October 30, 2007
Shorts, 10/30.
JC Gabel and James Hughes introduce an interview for Stop Smiling: "In June, filmmaker Thom Andersen opened the doors of his home - a Schindler house tucked in the hills of Silver Lake - and spoke eloquently, if not mordantly, about the city he's been chronicling for decades (see [Sam Sweet's] piece for more on his authoritative 2003 documentary Los Angeles Plays Itself). Looming beyond the windows of the kitchen where Andersen quietly sat, pinpointing his replies to each question, was a clear view of the famed Hollywood sign, the seemingly eternal landmark that takes on a new shape after sustained exposure to Andersen's forensic analysis of the movie business and its endless byproducts."

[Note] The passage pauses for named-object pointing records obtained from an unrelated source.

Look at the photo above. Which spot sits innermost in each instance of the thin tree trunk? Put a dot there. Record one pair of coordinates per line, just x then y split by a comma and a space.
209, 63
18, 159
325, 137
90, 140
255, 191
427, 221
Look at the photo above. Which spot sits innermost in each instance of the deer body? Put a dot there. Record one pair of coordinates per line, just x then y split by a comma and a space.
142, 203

"Heath Ledger and Sean Penn are in talks to star in Tree of Life, with River Road Entertainment finally bringing writer-director Terrence Malick's long-gestating drama to life." Gregg Goldstein has more in the Hollywood Reporter. Via Christopher Campbell at Cinematical. Related: Sarah Manvel at kamera on The Cinema of Terrence Malick: Poetic Visions of America.
The New York Observer's Gillian Reagan points to Leslie Simmons's HR item on Rebecca Miller's adaptation of her own novel, The Private Lives of Pippa Lee, starring Robin Wright Penn, Julianne Moore and Winona Ryder. Related: Chris Stangl wishes Ryder a happy birthday.

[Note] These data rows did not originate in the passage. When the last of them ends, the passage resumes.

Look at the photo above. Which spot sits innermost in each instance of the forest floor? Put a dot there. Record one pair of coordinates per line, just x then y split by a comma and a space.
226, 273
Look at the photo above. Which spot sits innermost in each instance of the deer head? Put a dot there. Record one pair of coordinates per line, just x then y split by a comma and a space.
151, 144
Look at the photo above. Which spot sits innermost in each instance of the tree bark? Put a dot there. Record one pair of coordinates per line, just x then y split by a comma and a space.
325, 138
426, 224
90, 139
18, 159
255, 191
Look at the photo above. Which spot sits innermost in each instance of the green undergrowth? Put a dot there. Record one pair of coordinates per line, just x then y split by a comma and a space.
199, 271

Shawn Levy has a friend who's seen a very rough cut of Pixar's Wall-E.
A "cache of theater-related photographs, scrapbooks, journals, scripts and more" related to Katharine Hepburn's stage career being donated to the New York Public Library "offer a revealing glance at her personality, profession and obsessions," reports Patricia Cohen in the New York Times.
"In Naked Spaces: Living Is Round, Trinh T Minh-ha expounds on the themes of postcolonial identification and the geopolitical (and social) apparatus of disempowerment in Reassemblage to create dense, thoughtful, and articulate ethnographic essay film on indigenous identity, the impossibility of translation, and architecture as cultural representation," writes acquarello.
Hollywood's writers may well be on strike starting Thursday. "While a spate of not-so-good movies is likely to emerge from the 2007/2008 strike-film bubble, a boom in original scripts will only be good for the movie industry," blogs Anne Thompson. "But many people will lose money in the meantime. The cost of the five-month 1988 writers strike was some $500 million."
If the Cheney administration really is cooking up an attack on Iran, its "Hollywood Revenge" is going to be a harder sell in the UK than in the US, argues the Guardian's Peter Bradshaw.
Also: Christopher Hawtree remembers screenwriter Marc Behm and Eric Shorter remembers Moira Lister, "an elegant, intelligent and funny actor who enchanted connoisseurs of postwar comedy on stage, screen and television."
Every evening next month, a different celeb programmer will be presenting a film on TCM. Robert Cashill has the match-ups.
Shirley MacLaine fills out Vanity Fair's questionnaire.
Stylus Magazine lists the "Top Films of the Millennium." So far, of course. Via Jason Morehead.
Not film-related, but still: Elatia Harris interviews BibliOdyssey's Paul K for 3 quarks daily. Via wood s lot.